Check Element Existence from Generator rather than List
Problem Statement
In Python, we often need to check if an element exists in a list, e.g.
if "y" in ["x", "y", "z"]:
print("y is present")
The runtime cost of lookup is O(n) which is acceptable in a small list.
But in the case of a list with a large number of elements, especially an unwieldy list created by list comprehension, the cost of initializing the list is nontrivial.
Solution
Instead of looping through a list, we can check through a generator.
Generator expression is similar to a list comprehension but uses parentheses
()
instead of brackets[]
.
if "y" in ("x", "y", "z"):
print("y is present")
Runtime Comparison
Assuming a requirement to check if integer 1_000_000
exists in a list with
100_000_000
elements, the following demonstrate the runtime comparison by
using list and using generator.
import timeit
MAX_RANGE = 100_000_000
def if_exist_in_list(target):
element_list = [i for i in range(MAX_RANGE)]
return True if target in element_list else False
def if_exist_in_generator(target):
element_generator = (i for i in range(MAX_RANGE))
return True if target in element_generator else False
iterations = 1
total_time = timeit.timeit('if_exist_in_list(1_000_000)', number=iterations,
globals=globals())
print(f"Run time is {total_time / iterations:.4f} seconds by using list")
total_time = timeit.timeit(
'if_exist_in_generator(1_000_000)', number=iterations, globals=globals()
)
print(f"Run time is {total_time / iterations:.4f} seconds by using generator")
element_list
is created by list comprehension, while element_generator
is
created by generator expression.
By executing the above snipper, the runtime advantage on generator over a list is obvious:
Run time is 2.2028 seconds by using list
Run time is 0.0293 seconds by using generator
Analysis
Even though looping over a list and generator both have a runtime cost of O( n), the advantage of using generator is due to the minimum initialization cost of data structure.
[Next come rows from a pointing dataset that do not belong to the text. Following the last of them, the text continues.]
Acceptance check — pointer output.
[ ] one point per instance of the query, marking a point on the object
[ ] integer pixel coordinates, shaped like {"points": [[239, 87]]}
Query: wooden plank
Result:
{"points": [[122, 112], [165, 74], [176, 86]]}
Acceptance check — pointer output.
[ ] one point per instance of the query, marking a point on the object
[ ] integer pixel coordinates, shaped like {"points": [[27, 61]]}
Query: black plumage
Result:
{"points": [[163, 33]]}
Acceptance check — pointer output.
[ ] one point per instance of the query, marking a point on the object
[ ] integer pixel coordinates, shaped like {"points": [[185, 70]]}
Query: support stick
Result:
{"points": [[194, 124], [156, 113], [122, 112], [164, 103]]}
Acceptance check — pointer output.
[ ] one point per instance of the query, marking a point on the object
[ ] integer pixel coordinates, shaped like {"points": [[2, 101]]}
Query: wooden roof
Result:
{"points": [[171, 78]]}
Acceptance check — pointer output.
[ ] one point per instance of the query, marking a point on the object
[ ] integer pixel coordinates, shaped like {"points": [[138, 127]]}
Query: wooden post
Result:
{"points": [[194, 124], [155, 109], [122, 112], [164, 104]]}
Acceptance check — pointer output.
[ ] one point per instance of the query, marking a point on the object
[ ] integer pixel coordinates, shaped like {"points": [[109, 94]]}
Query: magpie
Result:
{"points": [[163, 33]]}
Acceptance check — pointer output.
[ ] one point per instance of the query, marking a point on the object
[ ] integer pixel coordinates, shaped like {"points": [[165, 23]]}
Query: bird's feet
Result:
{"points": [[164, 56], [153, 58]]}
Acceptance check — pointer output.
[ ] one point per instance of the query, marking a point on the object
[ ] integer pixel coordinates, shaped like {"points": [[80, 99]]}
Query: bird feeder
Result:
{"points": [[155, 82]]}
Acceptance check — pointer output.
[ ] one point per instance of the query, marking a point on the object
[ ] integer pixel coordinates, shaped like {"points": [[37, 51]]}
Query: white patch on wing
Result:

In list comprehension, all elements have to be instantiated in memory before an O(n) lookup procedure could begin.
While looping a generator, each element is yield
on the fly, no additional
memory allocation required. Once an element is found, the generator terminates.
Therefore, using generator is a runtime-efficient and memory-optimized solution in checking element existence, at least compared with list data structure.